How many cuda streams can be launched at a time

I’m trying to use cuda stream to process my huge database. I’m wondering is there a hard limit for the number of streams that can be launched?

When I launched 10000 streams, the kernel failed shown as [run]Segmentation fault. But when I use 5000 streams, it worked fine.

Thank you

16 I think

16 is the number of concurrent kernels possible on Fermi. Obviously, the number of streams that can launch is much higher than this.

Are you checking the error code from the stream creation function? I bet it returns an error when it cannot create another stream. If it does not, then this is a bug that should be submitted to NVIDIA to fix. I don’t recall any specific number listed in the documentation, it likely depends on the amount of memory available to the driver and differs from machine to machine.

Actually I have a fixed database size like 100000 int data elements. Then each of the streams would take the job of processing part of the database.

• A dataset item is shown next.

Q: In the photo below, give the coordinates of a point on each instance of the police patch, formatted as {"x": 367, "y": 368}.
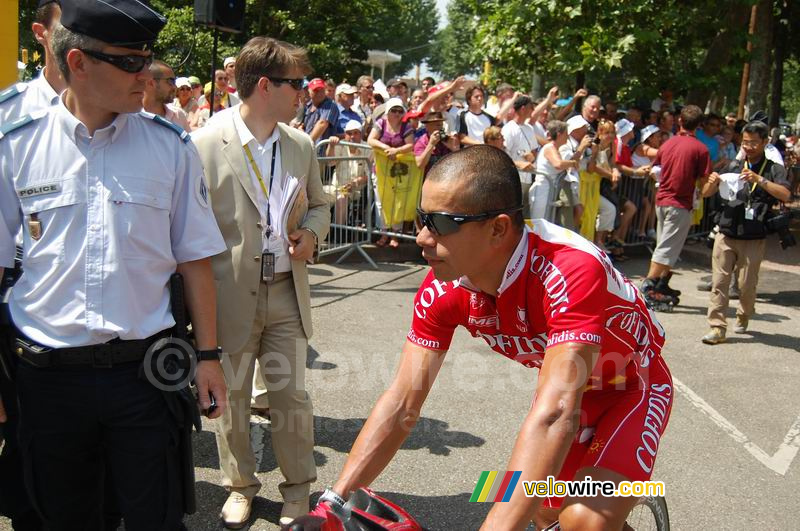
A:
{"x": 42, "y": 189}
{"x": 201, "y": 191}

I evenly tried the cases of

1 stream, each process 100000 elements (Failed: Segmentation fault)

2 streams, each process 50000 elements (Success)

10 streams, each process 10000 elements (Success)

100 streams, each process 1000 elements (Success)

1000 streams, each process 100 elements (Success)

5000 streams, each process 20 elements (Success)

10000 streams, each process 10 elements (Failed: Kernel execution failed:(9) invalid configuration argument. Error 255)

Only the two ends failed. Really don’t know why